Package 'SpNMF' reference manual

Title:	Supervised NMF
Description:	Non-negative Matrix Factorization(NMF) is a powerful tool for identifying the key features of microbial communities and a dimension-reduction method. When we are interested in the differences between the structures of two groups of communities, supervised NMF(Yun Cai, Hong Gu and Tobby Kenney (2017),<doi:10.1186/s40168-017-0323-1>) provides a better way to do this, while retaining all the advantages of NMF -- such as interpretability, and being based on a simple biological intuition.
Authors:	Yun Cai [aut, cre], Hong Gu [aut], Toby Kenney [aut]
Maintainer:	Yun Cai <Yun.Cai@dal.ca>
License:	GPL-3
Version:	0.1.1
Built:	2025-03-10 06:18:50 UTC
Source:	CRAN

chty

Description

chty is used to get number of types for the data.

Usage

chty(data,y,k,maxr)
chty(data,y,k,maxr)

Arguments

`data`	an optional n by p count data matrix. The p columns of the matrix are different variables and the n rows are samples. Each column should contain at lest one none zero entry. When n = 1, it is a row vector.
`y`	a binary variable contains classification information of the data. Usually one group is labelled as "0" and the other as "1".
`k`	a value gives the number of folds used in cross validation when choosing number of types.
`maxr`	a number gives the upper bound of the number of types.

Value

`r1`	the suggested number of types for class labeled as 1.
`r2`	the suggested number of types for class labeled as 0.

Author(s)

Yun Cai, Hong Gu and Toby Kenney

References

Learning Microbial Community Structures with Supervised and Unsupervised Non-negative Matrix Factorization

Examples


##we use the simulated data spdata here
##the spdata is simulated from feature matrix combined by 2
#3types features from one group and 3 types from the other.
##choose number of types using our function
##2-folds cross validation is used here
##the upper bound of number of types for both classes is 2
##remove all zero variables from the data
spdata.rm=spdata[c(1:4,41:44),colSums(spdata)!=0]
y=c(rep(1,4),rep(0,4))
types=chty(spdata.rm,y,2,2)
#number of types for class labeled as 1
nmb1 = types$r1
#number of types for class labeled as 0
nmb2 = types$r2
##we use the simulated data spdata here
##the spdata is simulated from feature matrix combined by 2
#3types features from one group and 3 types from the other.
##choose number of types using our function
##2-folds cross validation is used here
##the upper bound of number of types for both classes is 2
##remove all zero variables from the data
spdata.rm=spdata[c(1:4,41:44),colSums(spdata)!=0]
y=c(rep(1,4),rep(0,4))
types=chty(spdata.rm,y,2,2)
#number of types for class labeled as 1
nmb1 = types$r1
#number of types for class labeled as 0
nmb2 = types$r2

getT

Description

getT is used to calculate the combined feature matrix.

Usage

getT(data,y,Tr1,Tr2)
getT(data,y,Tr1,Tr2)

Arguments

`data`	an optional n by p count data matrix. The p columns of the matrix are different variables and the n rows are samples. Each column should contain at lest one none zero entry. When n = 1, it is a row vector.
`y`	a binary variable contains classification information of the data.

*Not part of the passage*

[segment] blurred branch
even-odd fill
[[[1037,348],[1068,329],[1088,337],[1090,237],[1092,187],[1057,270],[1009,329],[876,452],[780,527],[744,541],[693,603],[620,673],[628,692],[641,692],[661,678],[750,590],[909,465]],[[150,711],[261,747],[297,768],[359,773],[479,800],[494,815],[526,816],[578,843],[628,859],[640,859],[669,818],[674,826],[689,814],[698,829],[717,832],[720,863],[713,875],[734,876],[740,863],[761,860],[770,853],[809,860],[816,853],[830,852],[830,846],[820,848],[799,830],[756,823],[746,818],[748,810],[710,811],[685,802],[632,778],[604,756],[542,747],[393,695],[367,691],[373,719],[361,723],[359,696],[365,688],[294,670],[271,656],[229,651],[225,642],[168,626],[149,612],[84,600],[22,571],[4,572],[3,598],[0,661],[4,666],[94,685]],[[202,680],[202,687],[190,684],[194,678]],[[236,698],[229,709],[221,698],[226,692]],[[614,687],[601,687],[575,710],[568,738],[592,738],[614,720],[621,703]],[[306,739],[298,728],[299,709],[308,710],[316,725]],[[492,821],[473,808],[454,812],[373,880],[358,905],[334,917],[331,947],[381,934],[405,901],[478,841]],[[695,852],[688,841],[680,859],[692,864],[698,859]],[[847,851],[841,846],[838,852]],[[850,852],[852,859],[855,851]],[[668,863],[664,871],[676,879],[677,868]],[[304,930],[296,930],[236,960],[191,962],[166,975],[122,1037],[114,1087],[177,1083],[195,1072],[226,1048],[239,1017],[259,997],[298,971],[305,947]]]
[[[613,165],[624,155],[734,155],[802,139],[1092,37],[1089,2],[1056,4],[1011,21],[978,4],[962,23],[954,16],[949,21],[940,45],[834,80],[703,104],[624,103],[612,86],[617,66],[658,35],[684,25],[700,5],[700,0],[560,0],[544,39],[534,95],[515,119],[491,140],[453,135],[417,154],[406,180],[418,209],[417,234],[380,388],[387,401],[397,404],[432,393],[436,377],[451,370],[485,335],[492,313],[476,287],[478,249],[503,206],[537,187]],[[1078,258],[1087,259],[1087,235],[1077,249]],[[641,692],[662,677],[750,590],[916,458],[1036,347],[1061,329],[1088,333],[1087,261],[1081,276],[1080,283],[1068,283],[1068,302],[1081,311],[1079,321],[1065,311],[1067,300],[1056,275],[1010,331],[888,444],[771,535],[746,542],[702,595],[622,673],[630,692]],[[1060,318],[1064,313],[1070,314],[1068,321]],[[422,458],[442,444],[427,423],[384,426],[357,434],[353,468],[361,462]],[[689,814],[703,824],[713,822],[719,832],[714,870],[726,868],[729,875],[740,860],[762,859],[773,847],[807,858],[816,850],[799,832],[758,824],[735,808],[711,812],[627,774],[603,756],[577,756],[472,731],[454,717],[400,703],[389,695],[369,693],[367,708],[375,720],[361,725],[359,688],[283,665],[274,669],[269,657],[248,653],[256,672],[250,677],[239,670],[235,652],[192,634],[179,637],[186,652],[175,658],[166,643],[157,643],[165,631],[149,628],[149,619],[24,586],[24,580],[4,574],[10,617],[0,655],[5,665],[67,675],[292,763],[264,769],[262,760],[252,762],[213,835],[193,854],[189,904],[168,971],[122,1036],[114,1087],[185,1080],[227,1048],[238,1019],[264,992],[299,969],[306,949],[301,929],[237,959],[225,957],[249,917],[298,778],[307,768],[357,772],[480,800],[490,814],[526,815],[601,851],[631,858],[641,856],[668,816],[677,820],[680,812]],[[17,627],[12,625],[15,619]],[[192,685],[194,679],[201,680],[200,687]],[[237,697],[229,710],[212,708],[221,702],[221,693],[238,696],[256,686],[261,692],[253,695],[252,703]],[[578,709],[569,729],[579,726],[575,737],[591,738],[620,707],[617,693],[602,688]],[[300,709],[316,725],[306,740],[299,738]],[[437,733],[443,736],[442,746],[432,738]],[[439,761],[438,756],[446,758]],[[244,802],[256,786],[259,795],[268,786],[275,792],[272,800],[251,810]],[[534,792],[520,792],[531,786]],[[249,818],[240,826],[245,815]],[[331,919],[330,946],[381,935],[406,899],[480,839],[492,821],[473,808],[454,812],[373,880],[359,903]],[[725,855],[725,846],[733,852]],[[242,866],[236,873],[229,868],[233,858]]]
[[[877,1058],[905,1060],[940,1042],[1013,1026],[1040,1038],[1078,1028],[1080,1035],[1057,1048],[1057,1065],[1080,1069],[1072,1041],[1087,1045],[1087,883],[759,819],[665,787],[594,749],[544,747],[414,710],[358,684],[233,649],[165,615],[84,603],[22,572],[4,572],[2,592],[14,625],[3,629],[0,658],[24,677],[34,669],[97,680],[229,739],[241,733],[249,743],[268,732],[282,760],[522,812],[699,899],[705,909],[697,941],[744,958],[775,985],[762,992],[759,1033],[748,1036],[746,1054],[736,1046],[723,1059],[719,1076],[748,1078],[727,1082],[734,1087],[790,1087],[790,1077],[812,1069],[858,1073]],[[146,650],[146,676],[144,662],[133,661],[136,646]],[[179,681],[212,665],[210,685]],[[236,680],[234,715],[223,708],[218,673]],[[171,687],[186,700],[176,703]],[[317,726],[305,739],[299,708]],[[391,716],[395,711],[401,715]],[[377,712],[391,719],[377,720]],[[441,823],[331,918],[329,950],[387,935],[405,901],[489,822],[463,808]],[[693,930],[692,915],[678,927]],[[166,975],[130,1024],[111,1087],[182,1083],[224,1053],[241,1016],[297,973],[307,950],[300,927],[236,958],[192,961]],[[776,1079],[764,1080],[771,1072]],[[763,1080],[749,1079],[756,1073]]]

Usually one group is labelled as "0" and the other as "1".
`Tr1`	a value gives the number of types for class labeled as 1. The appropriate Tr1 can also be estimated from function `chty`.
`Tr2`	a value gives the number of types for class labeled as 0. The appropriate Tr2 can also be estimated from function `chty`.

Details

getT is used to calculate the combined feature matrix. The data used in getT should contain samples from both classes. If feature matrix is needed for only one class, basis(NMF(data; Tr; "KL")) can be used.

Value

`T`	a feature matrix in dimension p by r. It is a combined feature matrix contains information from both classes.

Author(s)

Yun Cai, Hong Gu and Tobby Kenney

References

Learning Microbial Community Structures with Supervised and Unsupervised Non-negative Matrix Factorization

Examples

#get feature matrix with rank 2 for one group and rank 3 for the other of the simualted spdata
y=c(rep(1,4),rep(0,4))
T.eg=getT(spdata,y,2,3)
#get feature matrix with rank 2 for one group and rank 3 for the other of the simualted spdata
y=c(rep(1,4),rep(0,4))
T.eg=getT(spdata,y,2,3)

spdata

Description

the spdata is simulated from poisson distribution with mean as the product of feature and weight matrix. The feature matrix has 2804 variables and is combined by 2 types features from one group and 3 types from the other. The weight matrix is generated from uniform distribution on 0,1.

Format

The format is: int [1:80, 1:2804] 5 12 7 10 14 1 12 18 4 26 ... - attr(*, "dimnames")=List of 2 ..$ : chr [1:80] "ibd.old0" "ibd.old0" "ibd.old0" "ibd.old0" ... ..$ : NULL

Details

The spdata has a dimention of 80 by 2804, 40 labeled as class one and the left labeled as class two.

Examples

data(spdata)
data(spdata)

spnmf

Description

The spnmf is used to fit supervised Non-negative Matrix Factorization model on data when the combined feature matrix is known.

Usage

spnmf(data,Tp)
spnmf(data,Tp)

Arguments

`data`	an optional n by p count data matrix. The p columns of the matrix are different variables and the n rows are samples. Each column should contain at lest one none zero entry. When n = 1, it is a row vector.
`Tp`	a combined feature matrix in dimension p by r. p is the number of variables and r is the number of types. Tp can also be calculated from function `getT`.

Details

The function is based on R package NMF.

Value

`W`	the supervised weight matrix in dimension n by r. n is the number of observations. r is the number of type for the data. It is the coefficients of the feature matrix.
`loglh`	the log-likelihood of the supervised NMF model.

Author(s)

Yun Cai, Hong Gu and Toby Kenney

References

Learning Microbial Community Structures with Supervised and Unsupervised Non-negative Matrix Factorization

Examples

##an example of classification based on supervised nmf results
#spdata consists of two classes, the first 40 samples are from class 1 and the left from class 2
##label each observation's class as 1 or 0
y=c(rep(1,4),rep(0,4))
##split the data half as training data the other half as test data
y.train=y.test=c(rep(1 ,2),rep(0,2))
spdata.train=spdata[c(1:2,41:42),]
spdata.test=spdata[c(21:22,61:62),]
#remove all zero columns
spdata.train.rm=spdata.train[,colSums(spdata.train)!=0]
#remove the same variables from test data
spdata.test.rm=spdata.test[,colSums(spdata.train)!=0]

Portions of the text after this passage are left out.